| Checkpoint | Due Date | Credit |
|---|---|---|
| Proposal | Mar 11 | 5 |
| Exploratory Data Analysis | Apr 8 | 15 |
| Statistical Analysis Plan | Apr 20 | 15 |
| Oral Review | Finals Week | 30 |
| Technical Report | May 8 @ 3pm | 30 |
| Reflection | May 8 @ 3pm | 5 |
Overview
Working in groups of three students, you will conduct a statistical study on a topic of your choice. The project is an opportunity to show off what you’ve learned about data analysis, visualization, and statistical inference. It is a major component of the class, and successful completion is required to pass.
Big picture
Many interesting quantitative questions involve the relationships among several variables. You will be given a choice of several rich datasets to explore, available for download via this Google Drive folder:
- Police Scorecard Data: data from the Police Scorecard Project examining levels of police violence, accountability, racial bias and other policing outcomes for municipal and county law enforcement
- Birthing Parent Smoking and Infant Health: data on infant gestational period and birth weight, as well as parental demographic and health information
- Lego Prices: data on Lego characteristics (e.g., set theme, size, and number of pieces) and the retail price on Amazon.com
- Goodreads Book Ratings: data on book characteristics (e.g., genre, publication year, language, and length) and Goodreads rating
- Airline Delays: data on airline delay type and length for flights in December 2019 and December 2020
- Environmental Sustainability Index (ESI): data on 146 countries assessing both their overall sustainability and their performance in a variety of different environmental areas circa 2005
You may also select another dataset provided through the following R packages:
If your chosen dataset is not listed above, you will need to gain instructor permission/approval to use it. From these datasets, you will pose—as precisely as possible—the problem that you wish to solve or the relationships that you wish to better understand. What kinds of summary measures and visuals would best inform these questions? What kinds of statistical tests or models might be appropriate in this context?
You will then:
- Form a hypothesis, a priori (before you analyze the data!), about the results you expect to see.

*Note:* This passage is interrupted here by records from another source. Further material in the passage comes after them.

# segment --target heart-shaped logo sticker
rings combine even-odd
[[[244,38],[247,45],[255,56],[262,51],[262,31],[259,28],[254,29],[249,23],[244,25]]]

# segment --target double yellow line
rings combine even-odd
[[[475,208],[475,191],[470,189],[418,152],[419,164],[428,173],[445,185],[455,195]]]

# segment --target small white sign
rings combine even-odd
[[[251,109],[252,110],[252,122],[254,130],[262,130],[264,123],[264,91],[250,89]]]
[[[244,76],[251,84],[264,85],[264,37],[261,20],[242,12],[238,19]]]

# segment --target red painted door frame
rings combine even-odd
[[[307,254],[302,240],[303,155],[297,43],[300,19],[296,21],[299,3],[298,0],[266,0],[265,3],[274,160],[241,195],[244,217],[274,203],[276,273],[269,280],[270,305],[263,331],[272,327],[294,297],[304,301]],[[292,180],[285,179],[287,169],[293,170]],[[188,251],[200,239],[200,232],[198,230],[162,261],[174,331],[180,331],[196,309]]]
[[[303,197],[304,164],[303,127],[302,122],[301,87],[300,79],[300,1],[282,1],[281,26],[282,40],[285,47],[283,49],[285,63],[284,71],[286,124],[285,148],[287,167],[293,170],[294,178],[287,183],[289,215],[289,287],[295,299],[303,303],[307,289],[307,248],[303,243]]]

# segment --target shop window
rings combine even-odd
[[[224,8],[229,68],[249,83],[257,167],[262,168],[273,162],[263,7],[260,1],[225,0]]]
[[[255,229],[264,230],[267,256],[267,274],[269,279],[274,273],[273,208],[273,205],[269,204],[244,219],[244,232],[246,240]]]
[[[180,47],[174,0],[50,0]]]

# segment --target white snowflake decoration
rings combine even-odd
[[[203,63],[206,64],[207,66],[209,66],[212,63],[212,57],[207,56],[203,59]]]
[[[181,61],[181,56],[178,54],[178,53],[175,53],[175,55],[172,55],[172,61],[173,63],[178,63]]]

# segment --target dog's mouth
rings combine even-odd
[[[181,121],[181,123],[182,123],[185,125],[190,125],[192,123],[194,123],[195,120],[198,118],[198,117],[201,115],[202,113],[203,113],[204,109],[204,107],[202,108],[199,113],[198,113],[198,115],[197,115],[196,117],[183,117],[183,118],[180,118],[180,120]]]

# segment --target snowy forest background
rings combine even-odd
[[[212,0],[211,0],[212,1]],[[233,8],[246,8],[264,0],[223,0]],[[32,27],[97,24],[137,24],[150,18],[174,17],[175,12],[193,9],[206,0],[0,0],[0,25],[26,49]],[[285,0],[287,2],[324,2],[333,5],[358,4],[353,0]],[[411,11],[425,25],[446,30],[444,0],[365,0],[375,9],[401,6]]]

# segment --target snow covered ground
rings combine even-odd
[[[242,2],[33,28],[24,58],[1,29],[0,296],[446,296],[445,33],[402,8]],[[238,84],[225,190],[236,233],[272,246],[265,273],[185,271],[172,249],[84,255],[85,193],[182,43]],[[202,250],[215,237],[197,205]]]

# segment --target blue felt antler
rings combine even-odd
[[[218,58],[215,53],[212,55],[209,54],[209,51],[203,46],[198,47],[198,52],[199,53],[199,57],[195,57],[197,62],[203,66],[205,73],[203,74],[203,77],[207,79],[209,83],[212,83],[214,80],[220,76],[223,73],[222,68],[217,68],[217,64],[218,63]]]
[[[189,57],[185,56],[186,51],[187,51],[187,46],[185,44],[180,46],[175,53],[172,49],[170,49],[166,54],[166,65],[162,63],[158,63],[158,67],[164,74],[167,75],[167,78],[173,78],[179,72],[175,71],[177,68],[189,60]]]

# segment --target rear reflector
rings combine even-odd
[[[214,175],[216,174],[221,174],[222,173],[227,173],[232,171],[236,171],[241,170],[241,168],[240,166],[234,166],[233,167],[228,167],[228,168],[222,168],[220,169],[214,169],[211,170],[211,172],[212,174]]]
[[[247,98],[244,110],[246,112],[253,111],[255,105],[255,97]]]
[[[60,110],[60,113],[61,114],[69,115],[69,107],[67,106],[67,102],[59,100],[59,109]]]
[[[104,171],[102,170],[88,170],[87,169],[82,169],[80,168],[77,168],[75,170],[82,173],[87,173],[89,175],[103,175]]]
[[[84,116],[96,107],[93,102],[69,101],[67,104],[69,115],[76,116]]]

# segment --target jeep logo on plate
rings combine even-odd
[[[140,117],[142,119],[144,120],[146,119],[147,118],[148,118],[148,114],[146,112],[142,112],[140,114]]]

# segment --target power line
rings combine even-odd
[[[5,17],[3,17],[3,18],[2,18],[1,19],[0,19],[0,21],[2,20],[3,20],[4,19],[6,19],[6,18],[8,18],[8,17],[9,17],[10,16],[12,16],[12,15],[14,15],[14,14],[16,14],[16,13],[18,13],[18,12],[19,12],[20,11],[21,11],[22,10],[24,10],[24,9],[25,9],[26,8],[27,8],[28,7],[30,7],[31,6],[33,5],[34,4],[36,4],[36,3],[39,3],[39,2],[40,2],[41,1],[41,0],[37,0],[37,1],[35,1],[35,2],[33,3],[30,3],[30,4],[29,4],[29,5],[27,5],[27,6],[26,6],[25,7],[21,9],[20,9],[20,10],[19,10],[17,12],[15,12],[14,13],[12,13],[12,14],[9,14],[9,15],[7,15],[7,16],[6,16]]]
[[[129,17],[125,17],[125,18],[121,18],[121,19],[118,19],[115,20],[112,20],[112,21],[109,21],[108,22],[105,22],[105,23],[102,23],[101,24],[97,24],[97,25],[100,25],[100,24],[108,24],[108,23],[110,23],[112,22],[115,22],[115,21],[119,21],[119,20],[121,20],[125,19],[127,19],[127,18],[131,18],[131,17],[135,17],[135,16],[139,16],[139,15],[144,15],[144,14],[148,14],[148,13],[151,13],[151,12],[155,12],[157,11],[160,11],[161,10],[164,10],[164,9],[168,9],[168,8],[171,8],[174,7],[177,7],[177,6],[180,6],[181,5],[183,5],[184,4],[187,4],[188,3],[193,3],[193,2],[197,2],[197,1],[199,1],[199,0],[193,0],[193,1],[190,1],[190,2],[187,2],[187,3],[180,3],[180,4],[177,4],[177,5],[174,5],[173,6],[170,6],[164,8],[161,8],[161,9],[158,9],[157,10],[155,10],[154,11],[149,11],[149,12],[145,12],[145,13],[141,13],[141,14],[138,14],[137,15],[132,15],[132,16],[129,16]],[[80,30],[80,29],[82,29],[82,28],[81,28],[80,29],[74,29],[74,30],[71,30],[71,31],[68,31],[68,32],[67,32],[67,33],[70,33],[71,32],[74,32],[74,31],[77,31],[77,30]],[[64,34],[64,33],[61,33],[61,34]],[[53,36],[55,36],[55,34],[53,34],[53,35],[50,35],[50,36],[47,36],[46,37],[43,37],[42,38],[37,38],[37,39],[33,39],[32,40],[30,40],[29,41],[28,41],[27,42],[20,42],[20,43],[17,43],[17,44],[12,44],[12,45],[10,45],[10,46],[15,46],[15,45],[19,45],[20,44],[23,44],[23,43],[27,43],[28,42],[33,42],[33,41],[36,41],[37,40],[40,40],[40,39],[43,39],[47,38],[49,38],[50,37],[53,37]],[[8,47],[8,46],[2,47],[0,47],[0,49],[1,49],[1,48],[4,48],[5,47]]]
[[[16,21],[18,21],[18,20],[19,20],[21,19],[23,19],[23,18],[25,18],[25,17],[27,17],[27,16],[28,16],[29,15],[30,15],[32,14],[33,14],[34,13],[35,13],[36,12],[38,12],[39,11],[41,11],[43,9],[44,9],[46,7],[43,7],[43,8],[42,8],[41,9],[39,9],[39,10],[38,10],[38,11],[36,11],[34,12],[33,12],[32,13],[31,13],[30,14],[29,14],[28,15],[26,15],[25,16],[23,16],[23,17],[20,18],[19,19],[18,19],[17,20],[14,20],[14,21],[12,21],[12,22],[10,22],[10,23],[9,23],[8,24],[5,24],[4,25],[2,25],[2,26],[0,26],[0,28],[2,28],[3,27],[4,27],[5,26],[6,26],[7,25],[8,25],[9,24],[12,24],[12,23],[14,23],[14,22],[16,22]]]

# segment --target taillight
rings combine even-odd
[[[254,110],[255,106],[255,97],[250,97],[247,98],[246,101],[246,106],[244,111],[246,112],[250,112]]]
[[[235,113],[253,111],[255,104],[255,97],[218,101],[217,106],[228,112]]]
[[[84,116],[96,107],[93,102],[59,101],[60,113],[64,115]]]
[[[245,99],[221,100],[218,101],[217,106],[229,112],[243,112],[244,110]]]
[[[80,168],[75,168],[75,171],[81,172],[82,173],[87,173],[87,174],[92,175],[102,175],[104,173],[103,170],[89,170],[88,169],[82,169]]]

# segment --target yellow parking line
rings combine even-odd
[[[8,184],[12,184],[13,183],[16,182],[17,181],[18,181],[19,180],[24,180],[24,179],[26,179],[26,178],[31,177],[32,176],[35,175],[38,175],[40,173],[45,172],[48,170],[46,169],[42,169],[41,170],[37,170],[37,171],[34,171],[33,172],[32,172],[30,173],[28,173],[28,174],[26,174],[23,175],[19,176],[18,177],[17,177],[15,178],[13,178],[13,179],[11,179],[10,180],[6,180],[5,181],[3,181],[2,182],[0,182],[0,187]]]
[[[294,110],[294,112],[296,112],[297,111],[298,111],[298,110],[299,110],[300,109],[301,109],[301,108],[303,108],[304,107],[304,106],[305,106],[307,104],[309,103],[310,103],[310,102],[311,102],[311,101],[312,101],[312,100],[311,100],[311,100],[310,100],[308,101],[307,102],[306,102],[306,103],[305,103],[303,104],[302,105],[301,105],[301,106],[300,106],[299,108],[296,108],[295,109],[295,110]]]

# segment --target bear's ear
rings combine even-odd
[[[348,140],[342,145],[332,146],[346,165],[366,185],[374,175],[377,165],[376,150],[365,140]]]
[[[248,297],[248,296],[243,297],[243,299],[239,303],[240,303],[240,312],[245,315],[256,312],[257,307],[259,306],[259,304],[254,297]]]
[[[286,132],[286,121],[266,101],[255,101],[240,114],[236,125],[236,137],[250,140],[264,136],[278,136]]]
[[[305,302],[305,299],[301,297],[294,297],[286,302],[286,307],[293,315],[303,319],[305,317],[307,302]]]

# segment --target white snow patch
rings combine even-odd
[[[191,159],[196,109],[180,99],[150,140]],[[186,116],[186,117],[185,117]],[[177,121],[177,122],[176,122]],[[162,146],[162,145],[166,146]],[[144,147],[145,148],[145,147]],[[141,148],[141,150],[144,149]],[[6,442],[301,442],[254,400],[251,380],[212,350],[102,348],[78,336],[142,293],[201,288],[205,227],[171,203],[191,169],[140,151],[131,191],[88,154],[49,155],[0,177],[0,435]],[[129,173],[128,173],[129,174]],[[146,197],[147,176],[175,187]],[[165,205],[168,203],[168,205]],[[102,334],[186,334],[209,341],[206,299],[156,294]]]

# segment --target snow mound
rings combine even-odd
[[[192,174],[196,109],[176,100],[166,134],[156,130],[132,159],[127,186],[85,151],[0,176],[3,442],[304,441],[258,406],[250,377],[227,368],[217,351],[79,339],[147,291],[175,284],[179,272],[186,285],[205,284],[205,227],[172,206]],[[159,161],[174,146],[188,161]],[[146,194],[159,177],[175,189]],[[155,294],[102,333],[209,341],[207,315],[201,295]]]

- Conduct exploratory data analysis and visualization.
- Draft a statistical analysis plan outlining the formal statistical approach you will take to address your hypothesis (and then conduct the analysis!).
- Present your results to the professors in an oral presentation.
- Write a final technical report describing your study and its findings.
Group Formation
You will work in a group of three. Tag your group members in a post on #proj-groups-sec3, or I will assign you to random group.
Key Project Deliverables
All deliverables must be submitted electronically via Moodle by midnight on the dates below. Only one person from the group should submit the group’s product for each checkpoint (with the exception of the reflection, which is individual).
Submission
All deliverables described above must be delivered electronically via Moodle by 11:55pm (five minutes before midnight) on the dates above (unless otherwise noted). Only one person from the group should submit the group’s product for each checkpoint (with the exception of the Reflection, which is individual).
Assessment Criteria
Your project will be evaluated based on the following criteria:
- General: Is the topic original, interesting, and substantial – or is it trite, pedantic, and trivial? How much creativity, initiative, and ambition did the group demonstrate? Is the basic question driving the project worth investigating, or is it obviously answerable without a data-based study?
- Design: Are the variables chosen appropriately and defined clearly, and is it clear how they were measured/observed? Can the effects of lurking variables be controlled for? Is there sufficient data to make meaningful conclusions?
- Analysis: Are the chosen analyses appropriate for the variables/relationships under investigation, and are the assumptions underlying these analyses met? Do the analyses involve fitting and interpreting a multiple regression model? Are the analyses carried out correctly? Is there an effective mix of graphical, numerical, and inferential analyses? Did the group make appropriate conclusions from the analyses, and are these conclusions justified?
- Technical Report: How effectively does the written report communicate the goals, procedures, and results of the study? Are the claims adequately supported? How well is the report structured and organized? Does the writing style enhance what the group is trying to communicate? How well is the report edited? Are the statistical claims justified? Are text and analyses effectively interwoven in the technical report? Clear writing, correct spelling, and good grammar are important.
- Oral Review: Does the group have a good grasp of the research they have done? Can they respond to reasonable questions in real-time? Is it clear that they have a working mental model of both the statistic aspects of the project and of the data itself?